Time passed, just how much he could not have said, but the throbbing beneath his arm had eased and the tea had gone from hot to barely lukewarm when he registered movement at the corner of his eye. Ralph turned his head, expecting to see Rosalie, but it wasn’t Rosalie. It was two men stepping out onto the stoop of a house on the other side of Harris Avenue. Ralph couldn’t make out the colors of the house – the orange arc-sodiums the city had installed several years ago provided great visibility but made any perception of true colors almost impossible – yet he could see that the color of the trim was radically different from the color of the rest. That, coupled with its location, made Ralph almost positive it was May Locher’s house.

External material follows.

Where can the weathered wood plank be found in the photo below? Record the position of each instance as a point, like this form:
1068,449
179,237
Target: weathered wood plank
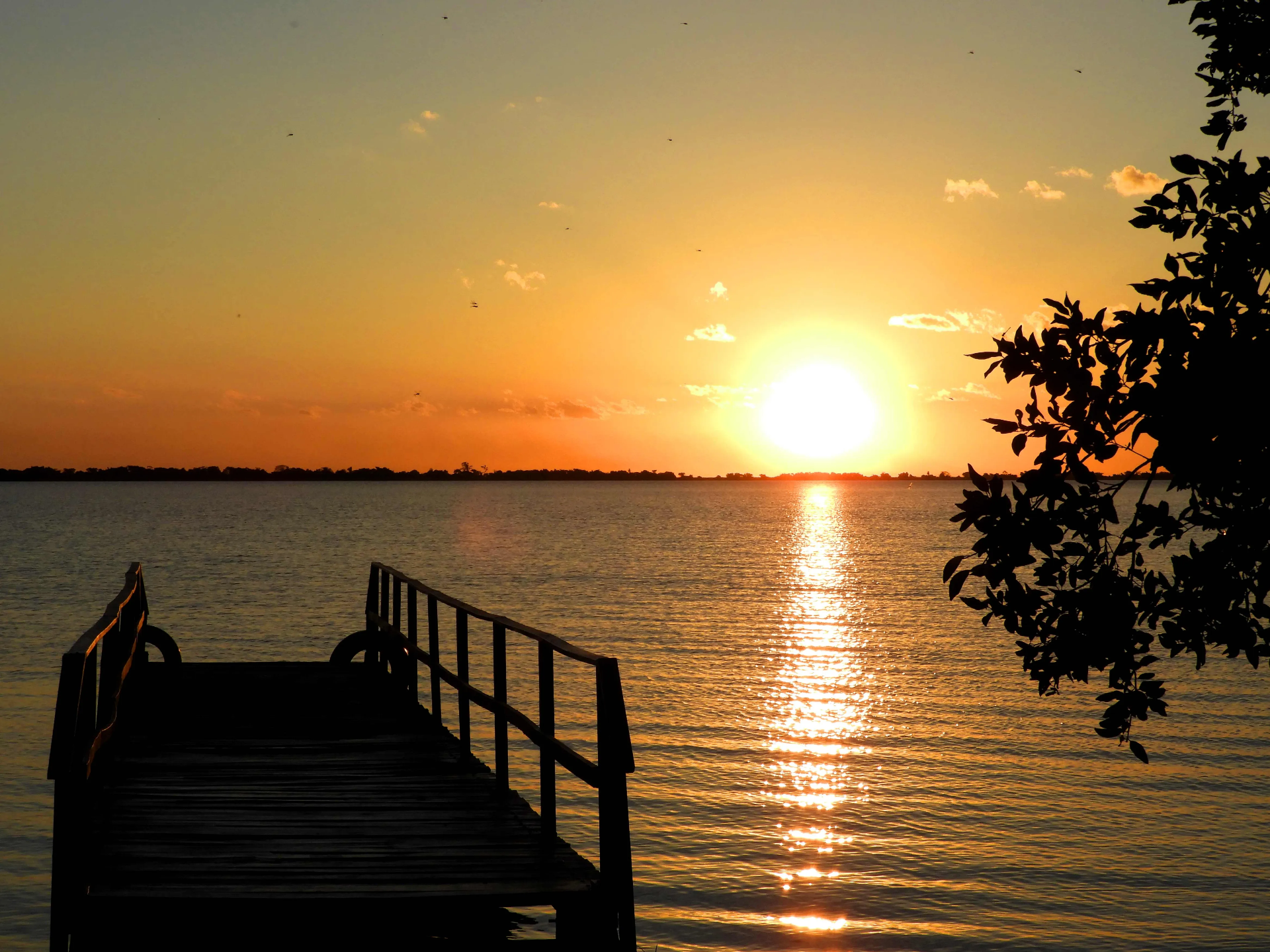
232,782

The two men on May Locher’s stoop were very short, probably no more than four feet tall. They appeared to be surrounded by greenish auras. They were dressed in identical white smocks, which looked to Ralph like the ones worn by actors in those old TV doc-operas – black and white melodramas like
Ben Casey
and
Dr Kildare
. One of them had something in his hand. Ralph squinted. He couldn’t make it out, but it had a sharp and hungry look. He could not have sworn under oath that it was a knife, but he thought it might be. Yes, it might very well be a knife.
His first clear evaluative thought about this experience was that the men over there looked like aliens in a movie about UFO abductions –
Communion,
perhaps, or
Fire in the Sky
. His second was that he had fallen asleep again, right here in his wing-chair, without even noticing.